MISSISSIPPI BURNING
OK, the big problem with this 1988 drama set in 1964 Mississippi, based on real events, is that it is telling a story about racism from an all-white perspective and with none of the black characters having any agency.
If you can get past that (I could) then there's a lot to enjoy. And to be fair to the makers of the film, although it can be criticised as a white-saviour narrative, the saviours here (two FBI investigators, Gene Hackman and Willem Dafoe) are not romanticised, and there is no triumphalism at the end. Justice gets done but there's been too much hate and ugliness before then to leave the viewer with a feel-good feeling.
Although US black-white relations are in many ways much better now, we know that there's still a lot more to be done. There's a KKK meeting here, where we see white folks happily absorbing racist bile, that brought to mind the MAGA movement.
To make the story more commercial the informant who helps the FBI, after three civil rights workers have disappeared, presumed dead, is the wife of one of the murderers, a local deputy. She is played wonderfully well by Frances McDormand, earning her an Oscar nomination and putting boosters under her career.
Matching her in the acting department is Gene Hackman, and their relationship is nicely handled. Fortunately Hackman persuaded the director Alan Parker to drop a scene where they have sex - it is much better (and believable, no offence to Gene Hackman intended) that their relationship is discreet and understated.

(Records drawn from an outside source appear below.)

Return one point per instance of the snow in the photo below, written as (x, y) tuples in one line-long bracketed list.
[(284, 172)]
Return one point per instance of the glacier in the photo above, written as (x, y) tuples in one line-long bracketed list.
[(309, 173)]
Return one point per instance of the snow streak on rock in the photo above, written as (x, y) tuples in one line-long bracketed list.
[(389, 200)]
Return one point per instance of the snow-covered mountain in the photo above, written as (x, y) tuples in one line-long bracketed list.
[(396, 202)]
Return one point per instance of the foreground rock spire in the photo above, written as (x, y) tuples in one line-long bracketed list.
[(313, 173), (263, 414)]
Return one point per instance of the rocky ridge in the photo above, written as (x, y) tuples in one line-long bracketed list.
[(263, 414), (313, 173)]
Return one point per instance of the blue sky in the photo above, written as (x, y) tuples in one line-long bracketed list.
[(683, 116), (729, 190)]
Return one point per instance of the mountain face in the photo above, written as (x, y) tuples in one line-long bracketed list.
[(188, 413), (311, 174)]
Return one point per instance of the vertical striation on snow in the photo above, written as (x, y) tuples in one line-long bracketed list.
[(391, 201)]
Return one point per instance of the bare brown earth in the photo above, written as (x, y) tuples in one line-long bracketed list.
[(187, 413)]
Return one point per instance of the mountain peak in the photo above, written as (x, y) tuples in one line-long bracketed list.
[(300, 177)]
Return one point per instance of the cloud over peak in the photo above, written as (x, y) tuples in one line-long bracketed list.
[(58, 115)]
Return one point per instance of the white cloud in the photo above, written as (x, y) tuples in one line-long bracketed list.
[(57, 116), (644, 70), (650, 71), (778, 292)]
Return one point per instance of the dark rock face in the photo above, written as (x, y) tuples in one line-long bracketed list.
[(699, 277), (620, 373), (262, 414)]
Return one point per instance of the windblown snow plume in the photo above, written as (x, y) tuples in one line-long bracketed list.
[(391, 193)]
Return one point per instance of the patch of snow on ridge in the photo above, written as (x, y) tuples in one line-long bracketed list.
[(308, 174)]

I appreciated that the Willem Dafoe character is not likeable, and that he and Hackman's character never really hit it off, just about managing some grudging mutual respect by the end. This all seemed consistent with the serious and realistic tone of the film. The events portrayed are horrific enough that we don't need things to be hyped up, or to be trivialised by the use of Hollywood clichés.
I think I should now try to watch, by way of comparison, 'In the Heat of the Night, made some twenty years earlier, and dealing with the same racial issues and also set in the South.